So let me be upfront about this: if you want to stand the best chance of having a great-looking, eye catching cover, your best bet is to employ a designer. That’s what my then-publisher did for my novel Tokoloshe Song when they got the talented Alex Latimer to do the cover design. Alex came up with a number of options, all of them really good, and the one we went with was the best of the bunch and looked like this:
So you know a designer and they’re willing to help you for free or at a discount, and you have the means – use them.
But professional design doesn’t come cheaply and if you don’t know a designer or your budget does not stretch that far, it is possible to design a good cover yourself. Here’s what’s worked for me:
I use free cover design software from Canva, This allowed me to practice cover design myself. It lets you choose from a range of cover templates, quite a few of them free. It’s also user-friendly software and you can become adept at using it with a bit of practice. I started off by creating covers for short stories that I planned to publish through Amazon like this one:
This photo was taken with a very average cellphone camera, post-processed using the image editing software built into Picasa (also free). Would it work as a novel cover? Maybe not. But I do think it does the job well as a short story cover that conveys a sense of what the story is about.
Or this one:
Using an image and line art offered for free from Pixabay – a fantastic free image database that also offers users a variety of ways to make a contribution to the image creator.
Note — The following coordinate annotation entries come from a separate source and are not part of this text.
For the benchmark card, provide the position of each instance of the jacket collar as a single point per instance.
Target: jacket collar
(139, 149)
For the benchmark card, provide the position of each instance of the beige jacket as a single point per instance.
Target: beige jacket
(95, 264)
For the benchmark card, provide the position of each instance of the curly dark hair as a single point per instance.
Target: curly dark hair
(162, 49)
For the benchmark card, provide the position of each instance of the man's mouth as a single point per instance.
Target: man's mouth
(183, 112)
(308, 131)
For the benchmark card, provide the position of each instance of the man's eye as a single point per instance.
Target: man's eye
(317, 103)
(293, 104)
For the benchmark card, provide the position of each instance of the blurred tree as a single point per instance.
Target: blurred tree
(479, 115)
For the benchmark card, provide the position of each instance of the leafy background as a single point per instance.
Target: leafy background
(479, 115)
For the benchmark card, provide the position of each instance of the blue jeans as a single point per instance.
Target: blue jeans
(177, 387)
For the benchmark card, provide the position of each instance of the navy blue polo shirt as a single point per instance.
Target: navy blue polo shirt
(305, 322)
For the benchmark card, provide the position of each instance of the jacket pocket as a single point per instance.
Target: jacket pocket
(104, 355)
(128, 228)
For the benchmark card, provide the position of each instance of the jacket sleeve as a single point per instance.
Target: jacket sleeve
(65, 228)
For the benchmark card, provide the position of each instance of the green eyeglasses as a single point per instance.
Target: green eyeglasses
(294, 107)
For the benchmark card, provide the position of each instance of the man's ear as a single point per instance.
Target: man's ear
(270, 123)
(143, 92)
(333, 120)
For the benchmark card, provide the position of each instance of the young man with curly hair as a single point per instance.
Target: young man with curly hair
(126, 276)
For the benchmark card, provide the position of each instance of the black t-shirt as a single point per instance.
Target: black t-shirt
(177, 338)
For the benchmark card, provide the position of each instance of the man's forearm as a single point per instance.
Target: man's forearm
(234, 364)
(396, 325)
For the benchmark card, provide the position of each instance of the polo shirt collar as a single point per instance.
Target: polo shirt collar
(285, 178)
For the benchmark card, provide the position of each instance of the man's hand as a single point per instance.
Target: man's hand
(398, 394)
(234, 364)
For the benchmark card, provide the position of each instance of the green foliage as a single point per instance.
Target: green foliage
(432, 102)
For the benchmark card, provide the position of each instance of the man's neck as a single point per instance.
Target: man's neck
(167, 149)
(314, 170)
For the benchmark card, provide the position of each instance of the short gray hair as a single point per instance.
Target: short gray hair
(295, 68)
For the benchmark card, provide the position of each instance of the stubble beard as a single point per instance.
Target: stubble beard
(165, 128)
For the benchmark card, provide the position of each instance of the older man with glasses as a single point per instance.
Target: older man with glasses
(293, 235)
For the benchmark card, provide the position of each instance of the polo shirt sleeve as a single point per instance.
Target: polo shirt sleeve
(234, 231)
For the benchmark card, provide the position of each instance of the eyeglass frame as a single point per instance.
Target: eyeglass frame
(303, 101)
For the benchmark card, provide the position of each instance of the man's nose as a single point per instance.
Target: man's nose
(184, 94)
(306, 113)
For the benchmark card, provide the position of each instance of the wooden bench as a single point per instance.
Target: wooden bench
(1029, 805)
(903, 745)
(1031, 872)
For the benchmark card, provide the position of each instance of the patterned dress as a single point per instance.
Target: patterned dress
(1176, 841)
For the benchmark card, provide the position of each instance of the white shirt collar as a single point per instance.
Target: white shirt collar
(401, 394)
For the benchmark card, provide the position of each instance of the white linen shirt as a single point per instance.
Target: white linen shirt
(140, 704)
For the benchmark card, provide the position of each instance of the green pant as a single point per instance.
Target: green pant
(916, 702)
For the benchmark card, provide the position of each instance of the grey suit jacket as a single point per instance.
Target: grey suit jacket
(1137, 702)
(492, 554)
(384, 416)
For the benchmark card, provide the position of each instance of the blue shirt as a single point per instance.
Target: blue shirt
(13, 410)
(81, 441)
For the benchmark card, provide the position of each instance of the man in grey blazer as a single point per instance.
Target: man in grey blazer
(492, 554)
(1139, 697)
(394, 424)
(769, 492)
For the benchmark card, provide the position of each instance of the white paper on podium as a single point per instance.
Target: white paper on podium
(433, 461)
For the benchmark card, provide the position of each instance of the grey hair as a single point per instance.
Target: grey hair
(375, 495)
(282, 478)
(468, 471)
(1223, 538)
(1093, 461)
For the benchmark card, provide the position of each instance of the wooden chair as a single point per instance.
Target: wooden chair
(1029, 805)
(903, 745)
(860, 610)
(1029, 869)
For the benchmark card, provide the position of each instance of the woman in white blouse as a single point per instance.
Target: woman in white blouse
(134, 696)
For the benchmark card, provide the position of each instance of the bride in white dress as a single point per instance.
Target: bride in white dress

When I was looking for an image to use on the cover of my latest novel I looked for ages before finding one that I really wanted on Shutterstock. At the time I paid around 15 dollars for the image (in my mind a bargain for an image that was precisely what I was looking for) and designed the cover using Canva:
Keep in mind that even if you’ve paid for an image, there are conditions attached to its use and you still need to credit the site and image creator. These conditions are clearly set out on each image library database.
Through the cover design process you’ll be faced with a bunch of choices: how big should your name and story title be, especially in relation to each other? Should you mention that it’s a novel or a thriller or a romance comedy, or even that it’s a novel, for that matter? All I can advise is that you have a look at books in your genre that have sold well and whose covers you find outstanding, see how they’ve done it and what good fundamentals you can emulate. You may be surprised how many elements they have in common. One tip: For every cover you design, keep the same font for your name and surname – this will help make you more recognizable.
And remember: a good cover won’t necessarily lead to someone buying your book, but it might make them pause to look, and then you need to hook that prospective reader with a crackingly well-written story.